Hınzırca gülümsedi ve arabayı evlerinin garajının önünde durdu. Arabadan indik ve Sarperlerin lüks ve gösterişli malikanesine girdik. Herşey o kadar düzenli ve ihtişamlıydı ki.

-Akın abim geldi.

Alpay'ın kız kardeşi Ece olmaydı bu, nasıl da büyümüş güzel bir kız olmuştu. Onu Alpay'ın mezuniyet töreninde görmüştüm. Ben sırf o törede de sırf Alpay'ı görebilmek için gitmiştim. Lakin bundan Alpay'ın haberi bile yoktu.

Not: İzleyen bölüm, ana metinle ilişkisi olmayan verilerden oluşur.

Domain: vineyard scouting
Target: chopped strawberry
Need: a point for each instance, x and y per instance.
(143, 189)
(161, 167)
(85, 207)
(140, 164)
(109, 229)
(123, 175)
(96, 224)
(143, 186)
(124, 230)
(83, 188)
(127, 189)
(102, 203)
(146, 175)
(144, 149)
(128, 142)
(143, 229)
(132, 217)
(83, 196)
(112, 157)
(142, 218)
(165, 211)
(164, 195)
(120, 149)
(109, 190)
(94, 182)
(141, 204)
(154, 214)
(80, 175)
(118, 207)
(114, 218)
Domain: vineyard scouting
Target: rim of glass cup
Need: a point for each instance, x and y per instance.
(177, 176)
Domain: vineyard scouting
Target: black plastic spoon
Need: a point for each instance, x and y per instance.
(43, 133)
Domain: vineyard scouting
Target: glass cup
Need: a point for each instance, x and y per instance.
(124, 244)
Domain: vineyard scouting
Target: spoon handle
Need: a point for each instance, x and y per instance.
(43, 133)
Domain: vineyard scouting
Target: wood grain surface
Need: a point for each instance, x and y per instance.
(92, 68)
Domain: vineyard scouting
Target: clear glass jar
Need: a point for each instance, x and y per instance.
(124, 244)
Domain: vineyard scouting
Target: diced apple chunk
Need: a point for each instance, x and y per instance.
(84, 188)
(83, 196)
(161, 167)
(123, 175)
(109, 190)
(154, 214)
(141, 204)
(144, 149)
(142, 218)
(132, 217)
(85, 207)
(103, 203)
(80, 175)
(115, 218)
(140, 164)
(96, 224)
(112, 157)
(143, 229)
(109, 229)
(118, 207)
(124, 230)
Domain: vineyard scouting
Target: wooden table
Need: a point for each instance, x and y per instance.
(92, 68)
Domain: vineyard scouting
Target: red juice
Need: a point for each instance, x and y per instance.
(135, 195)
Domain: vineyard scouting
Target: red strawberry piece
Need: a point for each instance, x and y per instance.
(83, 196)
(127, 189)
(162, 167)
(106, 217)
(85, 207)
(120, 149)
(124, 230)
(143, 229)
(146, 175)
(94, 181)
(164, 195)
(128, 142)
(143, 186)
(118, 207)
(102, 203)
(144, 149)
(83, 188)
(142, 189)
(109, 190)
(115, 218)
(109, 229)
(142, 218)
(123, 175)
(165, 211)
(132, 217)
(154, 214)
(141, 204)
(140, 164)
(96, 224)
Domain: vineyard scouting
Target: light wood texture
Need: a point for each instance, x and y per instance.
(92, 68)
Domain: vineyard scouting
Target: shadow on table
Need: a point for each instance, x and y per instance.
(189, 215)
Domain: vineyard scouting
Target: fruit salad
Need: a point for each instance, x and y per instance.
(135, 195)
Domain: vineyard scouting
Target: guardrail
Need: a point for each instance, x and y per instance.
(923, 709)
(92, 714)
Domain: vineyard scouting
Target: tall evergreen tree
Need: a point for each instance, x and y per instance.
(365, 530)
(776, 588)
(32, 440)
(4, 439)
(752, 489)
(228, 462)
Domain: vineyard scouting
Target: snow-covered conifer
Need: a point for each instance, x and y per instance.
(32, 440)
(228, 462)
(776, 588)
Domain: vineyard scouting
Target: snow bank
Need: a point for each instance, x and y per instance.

Bu arada evde Alpay'ın ikinci adının da kullanıldığını duydum.

-Merhaba Ece ben, Evrim abla.
-Merhaba Ece memnun oldum, seni daha önce Alpay'ın mezuniyettinde görmüştüm ama o zaman küçüktün.
-Öyle mi? Ben sizi pek hatırlamıyorum ama bende tanıştığıma memnun oldum. Umarım yolculuğunuz rahat geçmiştir.
-Kızım yorma istersen Evrim ablanı, hoş geldiniz. Bizi çok memnun ettiniz buyurun lütfen bahçeye geçelim biraz dinlenelim. Nadide Evrim hanım için ne arzu ederse hemen hazırla.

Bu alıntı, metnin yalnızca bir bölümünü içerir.